So it seems that the HBA SAT is choking on the report supported opcode command.
I have several mpt3sas HBAs and I have never seen this issue running the latest
FW version for these (EOL) HBAs. So I am tempted to say that an HBA FW update
should resolve the issue, BUT, I do not recall doing any drive hotplug tests
though. This issue may trigger only with hotplug and not with a cold start...
Can you confirm that ?
>
> - we patched out the four calls to scsi_cdl_check_cmd and unconditionally set
> cdl_supported to 0, see [2] for the patch (on top of 6.14.4). This resolves
> the issue.
>
> - I suspected that particularly the two latter scsi_cdl_check_cmd calls with a
> nonzero service action might be problematic, so we patched them out
> specifically but kept the other two calls without a service action, see [3]
> for the patch (on top of 6.14.4). But with this patch, hotplug still does
> not work.
>
> - the RSOC commands themselves don't seem to be problematic per se. We asked
> the user to boot a (non-mainline) kernel with the `scsi_mod.dev_flags`
> parameter to disable RSOC as above, hotplug the disk (this succeeds), and
> then query the four opcodes/service actions using `sg_opcodes`, and this
> looks okay [4] (reporting that CDL is not supported).
>
> I wonder whether these results might suggest the RSOC queries are problematic
> not in general, but at this particular point (during device initialization) in
> this particular hardware setup? If this turns out to be the case -- would it be
> feasible to suppress these RSOC queries if CDL is not enabled via sysfs?

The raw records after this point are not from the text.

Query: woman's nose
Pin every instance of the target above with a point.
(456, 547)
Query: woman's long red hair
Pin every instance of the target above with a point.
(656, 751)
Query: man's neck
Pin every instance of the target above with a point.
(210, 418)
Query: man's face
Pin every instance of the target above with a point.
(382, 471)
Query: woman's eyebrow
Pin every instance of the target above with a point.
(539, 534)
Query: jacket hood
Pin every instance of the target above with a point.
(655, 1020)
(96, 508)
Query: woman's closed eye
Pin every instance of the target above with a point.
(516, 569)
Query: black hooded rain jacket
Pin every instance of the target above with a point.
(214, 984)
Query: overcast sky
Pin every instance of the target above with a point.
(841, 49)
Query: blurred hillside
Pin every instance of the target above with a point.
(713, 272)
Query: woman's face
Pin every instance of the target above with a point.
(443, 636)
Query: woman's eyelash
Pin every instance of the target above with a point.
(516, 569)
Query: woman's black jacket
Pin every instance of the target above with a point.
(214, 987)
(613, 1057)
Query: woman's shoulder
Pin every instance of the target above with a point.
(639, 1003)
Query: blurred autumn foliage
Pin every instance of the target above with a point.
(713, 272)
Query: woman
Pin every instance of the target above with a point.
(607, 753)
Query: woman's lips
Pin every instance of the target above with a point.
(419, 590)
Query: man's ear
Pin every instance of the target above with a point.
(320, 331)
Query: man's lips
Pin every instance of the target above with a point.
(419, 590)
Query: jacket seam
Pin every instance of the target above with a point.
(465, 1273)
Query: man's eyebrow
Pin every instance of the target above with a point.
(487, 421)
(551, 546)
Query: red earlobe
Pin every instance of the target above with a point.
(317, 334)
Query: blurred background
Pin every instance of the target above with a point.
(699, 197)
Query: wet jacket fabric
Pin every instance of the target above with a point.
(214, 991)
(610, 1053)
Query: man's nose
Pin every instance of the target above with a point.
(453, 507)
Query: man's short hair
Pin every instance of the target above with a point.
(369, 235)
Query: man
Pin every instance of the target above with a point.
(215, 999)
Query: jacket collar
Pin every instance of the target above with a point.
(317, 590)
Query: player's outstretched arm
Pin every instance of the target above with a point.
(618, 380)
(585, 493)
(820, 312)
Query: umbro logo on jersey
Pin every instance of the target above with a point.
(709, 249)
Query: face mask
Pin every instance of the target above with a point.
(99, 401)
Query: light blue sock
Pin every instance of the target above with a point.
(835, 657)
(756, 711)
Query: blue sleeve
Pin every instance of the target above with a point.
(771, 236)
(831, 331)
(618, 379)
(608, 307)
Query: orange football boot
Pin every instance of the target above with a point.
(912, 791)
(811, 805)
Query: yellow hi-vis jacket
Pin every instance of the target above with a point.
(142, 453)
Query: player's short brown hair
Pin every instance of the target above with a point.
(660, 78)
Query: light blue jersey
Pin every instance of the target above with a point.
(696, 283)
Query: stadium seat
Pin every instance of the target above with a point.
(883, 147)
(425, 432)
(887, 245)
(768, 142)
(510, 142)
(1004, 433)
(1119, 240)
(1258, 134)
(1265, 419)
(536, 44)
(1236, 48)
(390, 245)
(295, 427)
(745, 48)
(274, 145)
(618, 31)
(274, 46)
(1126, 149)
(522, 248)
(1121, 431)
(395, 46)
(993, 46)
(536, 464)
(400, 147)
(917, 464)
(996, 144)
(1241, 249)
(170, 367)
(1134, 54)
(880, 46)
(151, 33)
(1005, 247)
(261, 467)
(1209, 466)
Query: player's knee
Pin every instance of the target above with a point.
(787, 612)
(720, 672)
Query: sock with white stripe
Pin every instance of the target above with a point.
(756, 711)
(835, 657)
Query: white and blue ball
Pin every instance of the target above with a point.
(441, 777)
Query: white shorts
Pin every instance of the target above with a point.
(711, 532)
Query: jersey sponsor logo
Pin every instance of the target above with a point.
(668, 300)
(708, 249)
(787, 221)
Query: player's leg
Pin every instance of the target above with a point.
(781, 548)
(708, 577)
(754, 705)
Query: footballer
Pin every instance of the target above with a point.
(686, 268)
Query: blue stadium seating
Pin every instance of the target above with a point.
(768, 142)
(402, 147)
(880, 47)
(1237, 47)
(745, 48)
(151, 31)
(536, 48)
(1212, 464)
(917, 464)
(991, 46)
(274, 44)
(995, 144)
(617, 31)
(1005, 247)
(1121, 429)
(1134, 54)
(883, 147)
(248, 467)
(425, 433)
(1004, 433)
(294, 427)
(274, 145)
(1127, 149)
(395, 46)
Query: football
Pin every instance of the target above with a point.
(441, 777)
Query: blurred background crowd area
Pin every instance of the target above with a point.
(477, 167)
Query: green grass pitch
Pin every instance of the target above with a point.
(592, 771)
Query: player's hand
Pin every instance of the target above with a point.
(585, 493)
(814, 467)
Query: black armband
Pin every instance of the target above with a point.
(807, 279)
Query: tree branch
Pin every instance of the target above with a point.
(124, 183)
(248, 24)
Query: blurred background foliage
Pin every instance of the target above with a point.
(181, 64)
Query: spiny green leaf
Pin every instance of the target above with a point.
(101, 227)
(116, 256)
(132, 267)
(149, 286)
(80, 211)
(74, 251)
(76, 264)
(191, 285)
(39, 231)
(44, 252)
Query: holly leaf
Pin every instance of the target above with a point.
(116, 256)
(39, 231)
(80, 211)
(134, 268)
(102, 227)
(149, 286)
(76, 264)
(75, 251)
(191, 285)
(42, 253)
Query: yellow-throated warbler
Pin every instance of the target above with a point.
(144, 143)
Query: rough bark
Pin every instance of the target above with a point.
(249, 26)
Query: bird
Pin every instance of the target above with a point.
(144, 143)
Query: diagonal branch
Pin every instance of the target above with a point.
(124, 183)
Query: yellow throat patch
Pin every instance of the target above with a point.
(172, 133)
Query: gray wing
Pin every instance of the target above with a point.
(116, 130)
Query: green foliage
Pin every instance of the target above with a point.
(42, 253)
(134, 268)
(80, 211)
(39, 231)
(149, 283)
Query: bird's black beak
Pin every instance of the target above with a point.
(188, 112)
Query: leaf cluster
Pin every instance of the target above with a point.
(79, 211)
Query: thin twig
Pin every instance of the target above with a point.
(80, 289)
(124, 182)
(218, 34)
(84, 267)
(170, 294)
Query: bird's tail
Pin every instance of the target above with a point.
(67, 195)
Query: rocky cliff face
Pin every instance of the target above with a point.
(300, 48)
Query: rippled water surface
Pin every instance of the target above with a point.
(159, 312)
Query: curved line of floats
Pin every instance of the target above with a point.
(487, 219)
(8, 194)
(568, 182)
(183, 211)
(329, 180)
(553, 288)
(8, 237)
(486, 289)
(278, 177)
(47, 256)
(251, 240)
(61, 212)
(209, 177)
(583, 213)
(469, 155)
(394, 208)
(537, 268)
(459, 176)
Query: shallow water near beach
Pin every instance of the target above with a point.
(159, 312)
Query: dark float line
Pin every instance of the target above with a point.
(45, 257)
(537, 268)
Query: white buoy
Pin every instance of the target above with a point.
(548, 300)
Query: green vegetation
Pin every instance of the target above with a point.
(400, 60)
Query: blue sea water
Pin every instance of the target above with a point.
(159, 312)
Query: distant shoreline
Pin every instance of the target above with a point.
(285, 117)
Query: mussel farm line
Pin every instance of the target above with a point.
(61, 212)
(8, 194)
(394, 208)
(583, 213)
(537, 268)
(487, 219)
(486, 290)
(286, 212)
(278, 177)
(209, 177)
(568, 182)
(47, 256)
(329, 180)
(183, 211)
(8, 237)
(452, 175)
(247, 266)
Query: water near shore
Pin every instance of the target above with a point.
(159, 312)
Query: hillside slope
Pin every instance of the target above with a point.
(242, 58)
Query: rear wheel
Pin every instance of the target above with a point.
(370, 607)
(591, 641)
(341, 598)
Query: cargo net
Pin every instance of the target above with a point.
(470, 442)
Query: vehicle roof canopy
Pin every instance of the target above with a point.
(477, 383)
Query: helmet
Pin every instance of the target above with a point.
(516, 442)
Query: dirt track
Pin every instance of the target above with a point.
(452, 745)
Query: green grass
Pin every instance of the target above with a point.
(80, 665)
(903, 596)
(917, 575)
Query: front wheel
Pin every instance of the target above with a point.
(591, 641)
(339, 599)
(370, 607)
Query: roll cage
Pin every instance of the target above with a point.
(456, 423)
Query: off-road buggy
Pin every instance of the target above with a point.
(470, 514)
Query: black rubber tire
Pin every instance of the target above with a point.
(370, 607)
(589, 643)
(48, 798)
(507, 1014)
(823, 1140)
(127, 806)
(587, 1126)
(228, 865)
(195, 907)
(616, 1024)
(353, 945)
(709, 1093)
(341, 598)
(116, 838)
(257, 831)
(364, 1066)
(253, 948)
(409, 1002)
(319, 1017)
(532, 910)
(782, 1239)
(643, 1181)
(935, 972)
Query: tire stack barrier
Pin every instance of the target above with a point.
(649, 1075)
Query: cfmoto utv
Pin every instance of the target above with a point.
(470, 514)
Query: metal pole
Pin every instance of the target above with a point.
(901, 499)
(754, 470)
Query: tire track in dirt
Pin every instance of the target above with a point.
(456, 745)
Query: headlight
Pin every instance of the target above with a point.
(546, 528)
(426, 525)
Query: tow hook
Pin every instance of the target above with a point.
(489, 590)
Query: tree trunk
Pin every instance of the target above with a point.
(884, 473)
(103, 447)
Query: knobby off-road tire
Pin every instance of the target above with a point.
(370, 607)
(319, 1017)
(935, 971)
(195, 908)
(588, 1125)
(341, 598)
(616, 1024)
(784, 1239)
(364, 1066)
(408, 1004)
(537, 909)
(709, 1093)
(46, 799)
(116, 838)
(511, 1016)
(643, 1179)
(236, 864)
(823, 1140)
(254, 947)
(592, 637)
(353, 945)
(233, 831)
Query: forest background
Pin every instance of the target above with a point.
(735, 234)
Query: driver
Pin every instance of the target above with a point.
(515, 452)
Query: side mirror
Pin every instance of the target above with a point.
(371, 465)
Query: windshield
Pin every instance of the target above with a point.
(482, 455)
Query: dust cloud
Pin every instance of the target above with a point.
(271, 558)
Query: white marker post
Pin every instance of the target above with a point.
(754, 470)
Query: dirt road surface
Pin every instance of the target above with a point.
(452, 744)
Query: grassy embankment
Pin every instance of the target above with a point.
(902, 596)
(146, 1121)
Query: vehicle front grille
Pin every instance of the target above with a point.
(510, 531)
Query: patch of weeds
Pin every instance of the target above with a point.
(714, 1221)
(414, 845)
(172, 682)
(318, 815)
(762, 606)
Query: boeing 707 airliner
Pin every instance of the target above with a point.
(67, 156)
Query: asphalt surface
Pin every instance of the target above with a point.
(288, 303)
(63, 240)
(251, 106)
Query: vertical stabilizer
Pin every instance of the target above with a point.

I would be tempted to say that indeed it is the RSOC command handling in the HBA
SAT that has issues. But your command line checks [4] tend to indicate
otherwise. The issue may trigger only with timing differences with hotplug though.
The other possible problem may be that the RSOC command translation is actually
fine but ends up generating an ATA command that the drive is not happy about,
either because of a drive FW bug or because of the timing the drive receives
that command. Given that this is a WD drive, I can probably check that if you
can send to me the drive model and FW rev (sending that information off-list is
fine).
> If you have any ideas for further troubleshooting, we're happy to gather more
> data. I'll be AFK for a few weeks, but Mira (in CC) will take over in the
> meantime.
Checking the HBA FW version would be a start, and also if you can confirm if
this issue happens only on hotplug or also during cold boot would be nice. I am
traveling right now and will not be able to test hot-plugging drives on my
setups until end of next week.
>
> Thanks!
>
> Friedrich
>
> [1] https://kernel.ubuntu.com/mainline/v6.14.4/
>
> [2]
>
> diff --git a/drivers/scsi/scsi.c b/drivers/scsi/scsi.c
> index a77e0499b738..022b2f9706a4 100644
> --- a/drivers/scsi/scsi.c
> +++ b/drivers/scsi/scsi.c
> @@ -658,11 +658,7 @@ void scsi_cdl_check(struct scsi_device *sdev)
> }
>
> /* Check support for READ_16, WRITE_16, READ_32 and WRITE_32 commands */
> - cdl_supported =
> - scsi_cdl_check_cmd(sdev, READ_16, 0, buf) ||
> - scsi_cdl_check_cmd(sdev, WRITE_16, 0, buf) ||
> - scsi_cdl_check_cmd(sdev, VARIABLE_LENGTH_CMD, READ_32, buf) ||
> - scsi_cdl_check_cmd(sdev, VARIABLE_LENGTH_CMD, WRITE_32, buf);
> + cdl_supported = 0;
> if (cdl_supported) {
> /*
> * We have CDL support: force the use of READ16/WRITE16.
>
> [3]
>
> diff --git a/drivers/scsi/scsi.c b/drivers/scsi/scsi.c
> index a77e0499b738..6b0f36f5415e 100644
> --- a/drivers/scsi/scsi.c
> +++ b/drivers/scsi/scsi.c
> @@ -660,9 +660,8 @@ void scsi_cdl_check(struct scsi_device *sdev)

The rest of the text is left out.